In the absence of mask mandates, experts said people may need to assess their individual risk level and decide whether wearing a mask will help protect themselves and those around them.

“You have to weigh your own susceptibility, your own risk tolerance for long-term complications, which are still somewhat unknown, and the risks you might pose to the people you care for professionally or personally at home,” Ray said. “Now some people can decide – and that’s the judgment part – that they don’t care that they don’t think it’s a big deal, and they’re just going to get infected. and that they are unlikely to be hospitalized.”

Dr. Thomas Murray, associate professor of pediatrics at the Yale School of Medicine, said the risk level assessment also applies to children at school, where many mask mandates have been lifted.

“Children who have a higher risk, such as asthma, could be an example,” Murray said. “What we’re really trying to balance is that children enjoy a normal in-person school experience with the risks of congregating in classrooms when many respiratory viruses are circulating.”
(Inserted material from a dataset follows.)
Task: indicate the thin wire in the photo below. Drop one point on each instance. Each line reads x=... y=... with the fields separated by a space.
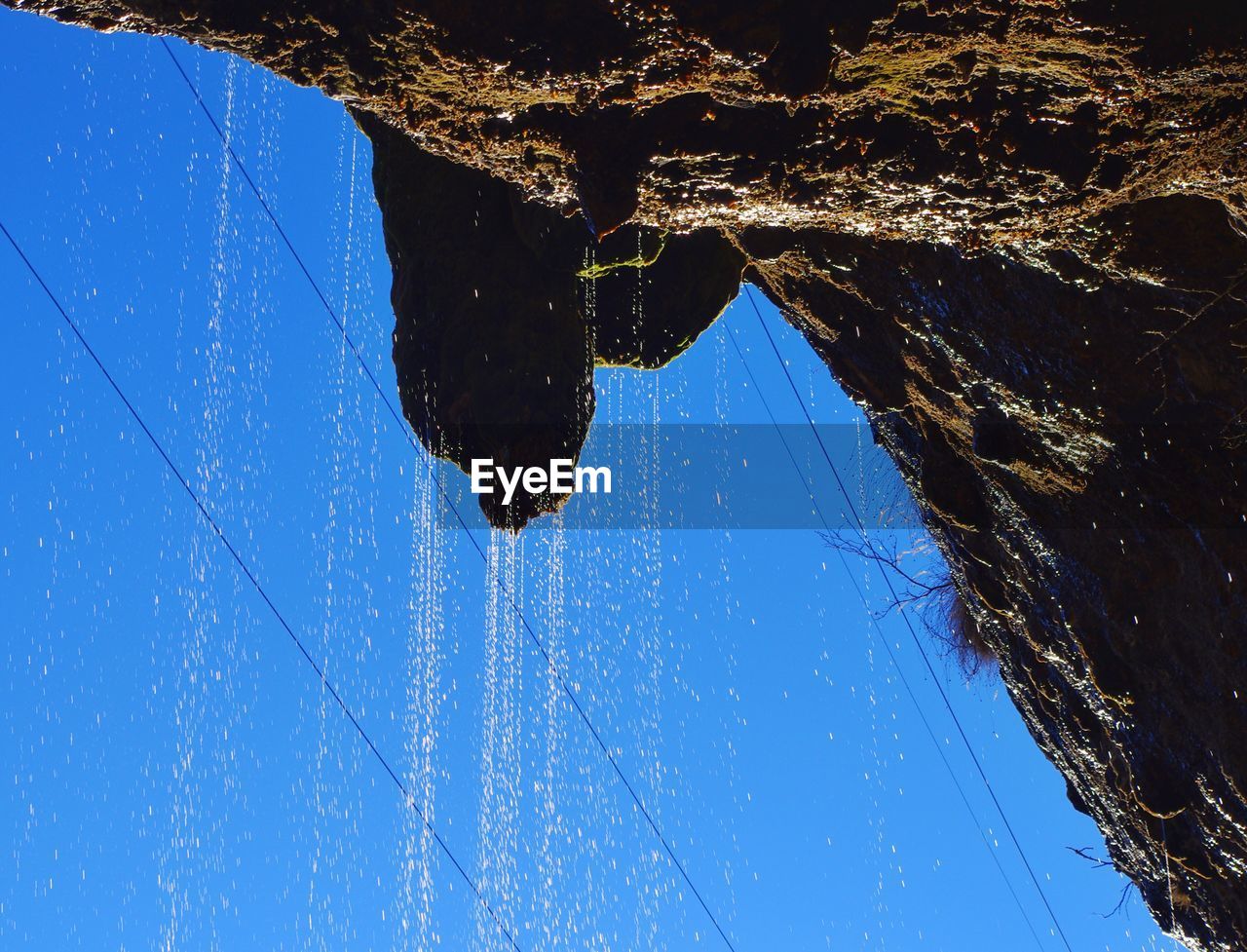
x=918 y=644
x=403 y=428
x=250 y=577
x=883 y=640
He said if schools did not re-implement masking, other strategies “became critically important” for children, such as screening, testing and keeping them home if they had symptoms.

PHOTO: Pedestrians wear masks in Los Angeles on July 13, 2022.

Pedestrians wear masks in Los Angeles on July 13, 2022.

Medianews Group/Los Angeles Daily News via Getty Images

However, not all masks are created equal. For those who plan to continue wearing masks or choose to start wearing them again during the colder months, experts recommend wearing a high-quality mask.

“I think single-layer cloth masks really don’t offer much protection,” Ray said.

Doron said if you can’t get an N95 or KN95, or if you can’t wear one for long periods of time, a surgical mask will provide protection.

“The surgical mask provides protection, especially if it fits you well,” she said. “And then there are ways to fit it better, ways to fold it or store it and attach the strap for your ears.”